Check the results and the impact on that.

In [None]:
pretrained_model = tf.keras.applications.VGG16(weights=None, include_top=False ,input_shape=[*input_shape, 3])

for layer in pretrained_model.layers:
    layer.trainable = True

# Now, let's finetune!

It's cool to be able to use an existing model, but it's better to fine-tune the hidden layers for the model for our specific use-case. We hope then to get better results.
For that, you can unfreeze all the layers of the model, or just the last ones:

In [None]:
pretrained_model = tf.keras.applications.VGG16(weights='imagenet', include_top=False ,input_shape=[*input_shape, 3])

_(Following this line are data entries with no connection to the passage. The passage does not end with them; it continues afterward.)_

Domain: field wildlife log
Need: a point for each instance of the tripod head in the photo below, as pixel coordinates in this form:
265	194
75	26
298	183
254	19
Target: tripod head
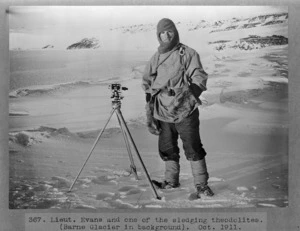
116	93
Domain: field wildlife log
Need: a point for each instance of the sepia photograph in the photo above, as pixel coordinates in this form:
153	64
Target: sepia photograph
148	107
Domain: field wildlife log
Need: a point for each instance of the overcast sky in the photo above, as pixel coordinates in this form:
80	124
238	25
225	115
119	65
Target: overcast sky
29	23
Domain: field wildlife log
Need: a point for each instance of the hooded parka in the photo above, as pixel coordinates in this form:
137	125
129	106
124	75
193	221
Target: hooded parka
174	68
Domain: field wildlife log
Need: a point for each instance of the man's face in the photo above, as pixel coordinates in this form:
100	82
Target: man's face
166	36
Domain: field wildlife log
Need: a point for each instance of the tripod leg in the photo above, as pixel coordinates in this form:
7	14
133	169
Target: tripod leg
92	149
132	166
120	116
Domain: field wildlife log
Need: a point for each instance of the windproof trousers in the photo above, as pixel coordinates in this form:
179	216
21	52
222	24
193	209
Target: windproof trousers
188	131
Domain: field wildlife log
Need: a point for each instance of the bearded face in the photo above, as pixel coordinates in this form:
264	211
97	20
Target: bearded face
167	36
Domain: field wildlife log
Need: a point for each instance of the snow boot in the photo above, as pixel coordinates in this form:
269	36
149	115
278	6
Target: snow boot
172	169
200	174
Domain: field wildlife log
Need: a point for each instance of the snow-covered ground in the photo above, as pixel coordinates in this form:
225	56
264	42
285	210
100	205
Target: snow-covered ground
58	104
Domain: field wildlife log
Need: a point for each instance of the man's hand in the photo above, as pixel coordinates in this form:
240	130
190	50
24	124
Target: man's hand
196	90
148	97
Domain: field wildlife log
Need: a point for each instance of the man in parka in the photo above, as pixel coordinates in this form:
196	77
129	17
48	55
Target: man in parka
173	80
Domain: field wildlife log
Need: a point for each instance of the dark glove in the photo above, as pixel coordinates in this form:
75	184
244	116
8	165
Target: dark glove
152	123
148	97
196	90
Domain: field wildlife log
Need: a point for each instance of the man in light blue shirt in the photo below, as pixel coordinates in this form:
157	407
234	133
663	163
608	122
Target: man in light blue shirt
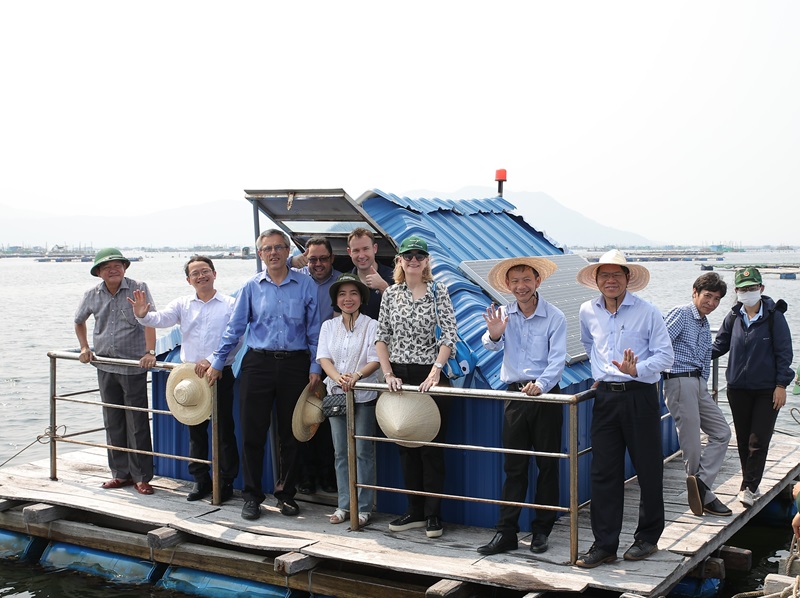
203	317
532	334
629	346
280	307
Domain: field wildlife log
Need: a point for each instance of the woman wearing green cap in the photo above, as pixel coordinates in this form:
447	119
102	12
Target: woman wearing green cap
346	352
410	353
759	370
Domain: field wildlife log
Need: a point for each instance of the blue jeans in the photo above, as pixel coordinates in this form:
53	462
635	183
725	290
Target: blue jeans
365	457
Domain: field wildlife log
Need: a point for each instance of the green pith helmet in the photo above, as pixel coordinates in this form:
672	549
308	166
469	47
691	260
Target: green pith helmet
109	254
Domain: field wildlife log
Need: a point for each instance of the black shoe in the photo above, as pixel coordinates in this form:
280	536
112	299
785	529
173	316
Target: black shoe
433	527
501	542
640	550
288	507
539	543
695	489
407	521
716	507
200	490
251	510
596	556
307	486
226	492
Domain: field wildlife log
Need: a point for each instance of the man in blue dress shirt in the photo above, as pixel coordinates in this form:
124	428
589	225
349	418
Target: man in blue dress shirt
203	317
628	346
686	393
532	334
280	307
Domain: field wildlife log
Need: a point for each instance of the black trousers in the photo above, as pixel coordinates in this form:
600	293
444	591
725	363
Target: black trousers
423	467
127	429
198	436
529	425
265	382
630	419
754	421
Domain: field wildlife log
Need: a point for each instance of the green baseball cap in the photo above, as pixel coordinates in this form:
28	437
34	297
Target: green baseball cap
747	277
109	254
413	243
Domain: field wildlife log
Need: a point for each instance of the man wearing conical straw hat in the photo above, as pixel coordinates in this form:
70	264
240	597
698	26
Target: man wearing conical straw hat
628	346
532	334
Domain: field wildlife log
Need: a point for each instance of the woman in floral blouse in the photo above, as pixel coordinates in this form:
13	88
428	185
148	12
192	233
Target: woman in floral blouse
410	354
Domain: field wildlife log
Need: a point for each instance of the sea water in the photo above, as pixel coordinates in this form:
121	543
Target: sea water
39	303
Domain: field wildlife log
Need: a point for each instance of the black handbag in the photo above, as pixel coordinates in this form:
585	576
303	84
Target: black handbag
334	405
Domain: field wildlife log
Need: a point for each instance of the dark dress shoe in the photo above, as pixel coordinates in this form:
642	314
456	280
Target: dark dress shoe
307	486
200	490
717	507
539	543
288	507
143	488
226	492
594	557
695	489
407	521
251	510
640	550
501	542
117	483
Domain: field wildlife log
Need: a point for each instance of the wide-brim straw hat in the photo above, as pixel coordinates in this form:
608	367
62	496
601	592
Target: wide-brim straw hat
640	276
188	396
407	416
497	275
307	414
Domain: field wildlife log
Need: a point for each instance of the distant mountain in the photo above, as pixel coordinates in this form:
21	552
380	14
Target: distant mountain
228	223
560	224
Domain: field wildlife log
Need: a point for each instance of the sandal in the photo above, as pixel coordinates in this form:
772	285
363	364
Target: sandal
338	516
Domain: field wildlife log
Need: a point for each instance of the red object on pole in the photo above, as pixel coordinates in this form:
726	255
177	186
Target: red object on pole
500	177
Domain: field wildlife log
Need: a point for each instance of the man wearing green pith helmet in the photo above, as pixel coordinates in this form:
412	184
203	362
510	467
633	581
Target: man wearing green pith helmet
117	334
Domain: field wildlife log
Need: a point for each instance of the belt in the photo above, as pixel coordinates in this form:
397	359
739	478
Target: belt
668	375
280	354
518	386
622	386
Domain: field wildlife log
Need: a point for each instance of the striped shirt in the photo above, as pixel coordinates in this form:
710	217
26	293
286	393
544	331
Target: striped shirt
691	340
116	332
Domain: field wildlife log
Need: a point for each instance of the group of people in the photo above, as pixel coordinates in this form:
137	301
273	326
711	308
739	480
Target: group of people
305	320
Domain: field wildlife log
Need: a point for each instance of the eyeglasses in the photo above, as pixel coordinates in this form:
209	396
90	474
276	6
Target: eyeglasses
751	288
271	248
199	273
609	275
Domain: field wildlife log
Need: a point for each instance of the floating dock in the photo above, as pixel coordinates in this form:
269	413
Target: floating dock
307	553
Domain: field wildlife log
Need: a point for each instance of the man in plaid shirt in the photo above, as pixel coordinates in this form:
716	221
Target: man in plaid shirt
687	397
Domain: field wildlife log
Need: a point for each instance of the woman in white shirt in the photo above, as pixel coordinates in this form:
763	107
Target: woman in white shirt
347	354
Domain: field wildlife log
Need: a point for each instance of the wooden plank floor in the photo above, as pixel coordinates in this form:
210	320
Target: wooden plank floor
686	541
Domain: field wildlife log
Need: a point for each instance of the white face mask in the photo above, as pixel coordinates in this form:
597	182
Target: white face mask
750	298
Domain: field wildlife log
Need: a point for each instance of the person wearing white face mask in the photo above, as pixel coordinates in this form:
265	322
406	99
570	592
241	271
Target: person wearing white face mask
759	370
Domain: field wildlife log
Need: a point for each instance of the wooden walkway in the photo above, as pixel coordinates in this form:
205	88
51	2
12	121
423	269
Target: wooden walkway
310	554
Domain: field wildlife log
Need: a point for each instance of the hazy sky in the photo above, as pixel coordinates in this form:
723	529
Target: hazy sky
678	120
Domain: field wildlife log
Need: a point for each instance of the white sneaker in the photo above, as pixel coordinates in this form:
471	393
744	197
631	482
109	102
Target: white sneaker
748	498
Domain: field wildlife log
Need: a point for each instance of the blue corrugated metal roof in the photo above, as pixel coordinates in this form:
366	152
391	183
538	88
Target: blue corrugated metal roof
468	229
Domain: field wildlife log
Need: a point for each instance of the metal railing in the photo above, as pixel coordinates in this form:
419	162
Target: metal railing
54	437
572	454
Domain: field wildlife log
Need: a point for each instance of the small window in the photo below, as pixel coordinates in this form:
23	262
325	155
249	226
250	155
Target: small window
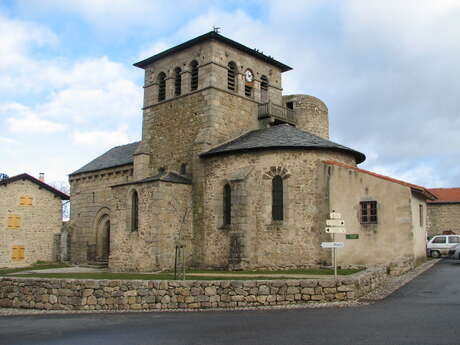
248	91
17	253
277	198
420	210
25	200
194	79
177	81
134	212
227	204
264	89
369	212
440	239
14	222
161	87
231	76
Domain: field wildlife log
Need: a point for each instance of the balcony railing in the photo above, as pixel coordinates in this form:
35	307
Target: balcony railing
277	112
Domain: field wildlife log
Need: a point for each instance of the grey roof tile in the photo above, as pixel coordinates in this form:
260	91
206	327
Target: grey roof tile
170	176
116	156
41	184
280	137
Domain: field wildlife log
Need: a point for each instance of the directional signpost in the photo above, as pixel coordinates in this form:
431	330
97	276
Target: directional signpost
334	225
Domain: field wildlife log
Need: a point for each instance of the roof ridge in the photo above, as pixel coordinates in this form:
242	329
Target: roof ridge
42	184
384	177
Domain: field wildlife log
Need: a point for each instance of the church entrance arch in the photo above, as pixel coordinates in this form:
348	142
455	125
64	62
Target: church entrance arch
103	238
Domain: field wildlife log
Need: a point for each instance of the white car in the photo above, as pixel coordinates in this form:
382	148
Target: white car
441	245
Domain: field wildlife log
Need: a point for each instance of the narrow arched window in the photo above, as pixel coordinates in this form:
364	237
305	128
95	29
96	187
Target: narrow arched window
227	205
194	75
177	81
161	87
134	212
277	198
231	76
264	89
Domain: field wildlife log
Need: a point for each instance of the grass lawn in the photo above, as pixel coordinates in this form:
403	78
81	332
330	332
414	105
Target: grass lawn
34	267
222	275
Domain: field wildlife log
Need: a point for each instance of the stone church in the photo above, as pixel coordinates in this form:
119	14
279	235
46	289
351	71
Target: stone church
237	175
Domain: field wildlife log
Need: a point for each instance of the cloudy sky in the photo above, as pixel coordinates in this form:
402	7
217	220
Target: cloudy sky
388	71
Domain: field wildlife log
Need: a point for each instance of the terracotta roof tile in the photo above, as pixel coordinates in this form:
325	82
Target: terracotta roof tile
415	187
445	195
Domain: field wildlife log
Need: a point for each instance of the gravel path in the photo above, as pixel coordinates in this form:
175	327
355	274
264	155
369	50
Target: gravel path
390	285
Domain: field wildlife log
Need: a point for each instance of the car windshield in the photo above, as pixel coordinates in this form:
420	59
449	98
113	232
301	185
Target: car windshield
454	239
440	239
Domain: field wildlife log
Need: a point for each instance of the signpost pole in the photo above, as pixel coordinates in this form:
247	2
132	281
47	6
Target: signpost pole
335	258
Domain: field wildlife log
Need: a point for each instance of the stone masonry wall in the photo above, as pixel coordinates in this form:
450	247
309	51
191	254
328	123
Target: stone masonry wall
392	237
443	217
39	223
90	199
71	294
311	114
164	222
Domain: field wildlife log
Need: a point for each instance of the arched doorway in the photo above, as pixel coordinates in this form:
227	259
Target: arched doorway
103	239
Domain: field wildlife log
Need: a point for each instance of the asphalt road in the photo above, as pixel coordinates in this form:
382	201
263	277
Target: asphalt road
426	311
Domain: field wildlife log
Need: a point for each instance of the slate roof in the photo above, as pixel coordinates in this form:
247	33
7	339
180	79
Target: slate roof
280	137
213	36
170	176
446	195
117	156
41	184
422	190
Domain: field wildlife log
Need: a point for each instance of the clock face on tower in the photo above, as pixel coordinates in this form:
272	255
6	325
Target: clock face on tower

for idx, layer in enumerate(pretrained_model.layers):
    if idx >= 11:
        layer.trainable = True
    else:
        layer.trainable = False

layers = [(layer, layer.name, layer.trainable) for layer in pretrained_model.layers]
pd.DataFrame(layers, columns=['Layer Type', 'Layer Name', 'Layer Trainable'])

💡 WORK REQUIRED

Try to unfreeze some of the last layers and see what happens!

# Vizualize the convolutions!

In [None]:
from matplotlib import pyplot

In [None]:
# summarize filter shapes
for layer in pretrained_model.layers:
	# check for convolutional layer
	if 'conv' not in layer.name:
		continue
	# get filter weights
	filters, biases = layer.get_weights()
	print(layer.name, filters.shape)

We can see that all convolutional layers use 3×3 filters, which are small and perhaps easy to interpret.

An architectural concern with a convolutional neural network is that the depth of a filter must match the depth of the input for the filter (e.g. the number of channels).

We can see that for the input image with three channels for red, green and blue, that each filter has a depth of three (here we are working with a channel-last format). We could visualize one filter as a plot with three images, one for each channel, or compress all three down to a single color image, or even just look at the first channel and assume the other channels will look the same. The problem is, we then have 63 other filters that we might like to visualize.

We can retrieve the filters from the first layer as follows:

In [None]:
layer = pretrained_model.get_layer('block1_conv1')
filters, biases = layer.get_weights()

Now we can enumerate the first six filters out of the 64 in the block and plot each of the three channels of each filter.

We use the matplotlib library and plot each filter as a new row of subplots, and each filter channel or depth as a new column.

In [None]:
f_min, f_max = filters.min(), filters.max()

f = pyplot.figure(figsize=(16,16))
# plot first few filters
n_filters, ix = 6, 1
for i in range(n_filters):
	# get the filter
	f = filters[:, :, :, i]
	# plot each channel separately
	for j in range(3):
		# specify subplot and turn of axis
		ax = pyplot.subplot(n_filters, 3, ix)
		ax.set_xticks([])
		ax.set_yticks([])
		# plot filter channel on a two-color scale,
		# from red (small, negative) to blue (large, positive)
		pyplot.imshow(f[:, :, j], vmin=f_min, vmax=f_max, cmap='RdBu')
		ix += 1
# show the figure
pyplot.show()

# Some insights on the solution

You should notice that using a pretrained model by freezing all the weights is the best solution. Indeed, the task here is so related to the ImageNet dataset that trying to fine-tune is too risky, and you may loose some information.

During finetuning, we already have a model which is very good so we don’t want to change the weights too much. So, we would use an optimizer with a very slow learning rate. In general, SGD is good choice for this as opposed to adaptive methods like Adam etc. (lr=1e-4).